Determining a ‘best’ model is complicated and depends on the trade-off that a user wishes to make. In this study, we optimized AUC and PRAUC but binary classification metrics vary by method or classification threshold. When using classifiers in clinical settings, decisions need to be made about the number of patients that can be recommended for intervention and the acceptable proportion of false positives and false negatives. We showed an increase in the correct identification of positives and negatives at varying probability thresholds when adding direct and composite epigenetic scores above standard risk factors. For instance, given an (arbitrary) incidence rate of 33% (commonly used as a cutoff for high risk of T2D)21 over 10 years in a sample of 10,000 individuals, our best model would correctly classify an additional 449 individuals compared to the risk factor-only model at a threshold of 0.2 (Supplementary Table 4). Given the costs of treating T2D-related complications, our study gives evidence for possible benefits of epigenetic scores on public health that could also alleviate the financial burden to the NHS. In addition, an assessment of calibration is also critical22,23. Investigation of these related criteria could assist in deciding an optimal threshold given clinical constraints and provide a more comprehensive assessment of model predictions than AUCs or metrics at the commonly used threshold of 0.5.

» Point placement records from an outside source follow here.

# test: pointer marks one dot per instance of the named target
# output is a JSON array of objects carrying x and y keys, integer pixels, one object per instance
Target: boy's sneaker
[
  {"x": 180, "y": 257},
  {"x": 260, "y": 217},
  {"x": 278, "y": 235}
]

Several CpGs from the direct epigenetic score were previously identified as epigenome-wide significant correlates of traits commonly linked to T2D14,17,24,25,26,27,28. Future work could investigate the overlap between these and TTE EWAS studies. Further studies could also include DNAm predictors for traditional risk factors that are included in the null model, such as BMI8.

Limitations include the relatively small number of disease cases in the dataset, the limited hyperparameter optimization performed for sBART and the relatively simple variable preselection method for tree-ensemble methods. Given the lower performance of these methods compared to the best models in this study, there is potential for additional improvement in predictive performance with further investigation of more advanced feature (pre)selection. This is particularly important when we consider that the preselection step used linear models before the nonlinear model fitting. Model fitting and preselection were also performed using the same training set, which may have introduced issues associated to post-selection inference29,30. In addition, factors such as overfitting, related individuals in the test set and batch effects between the three rounds of DNAm data processing may all have had an effect on the test set AUC. Future studies may also take into account multimorbidities because the presence of competing risks can lead to bias in onset predictions31. Finally, a small proportion of the linkage codes used to define diabetes included broad terms that were nonspecific to T2D; however, the late age of onset in these individuals meant that there was a high likelihood that they had developed T2D. Epigenetic scores for T2D-associated proteins have also been shown to replicate incident T2D–protein associations in this sample9, suggesting that the case definitions we used captured biological signals relevant to T2D.

There are many strengths to our study. First, the models used captured relationships between CpGs and TTE information, which is not possible using traditional EWAS methods. Second, data linkage to health care measures provided comprehensive T2D incidence data in a very large cohort study, that is, Generation Scotland. Validation performance in the KORA S4 cohort also strengthened evidence for the applicability of the models to other populations. Finally, the R package MethylPipeR encourages reproducibility and allows others to develop similar predictors on new data with minimal setup.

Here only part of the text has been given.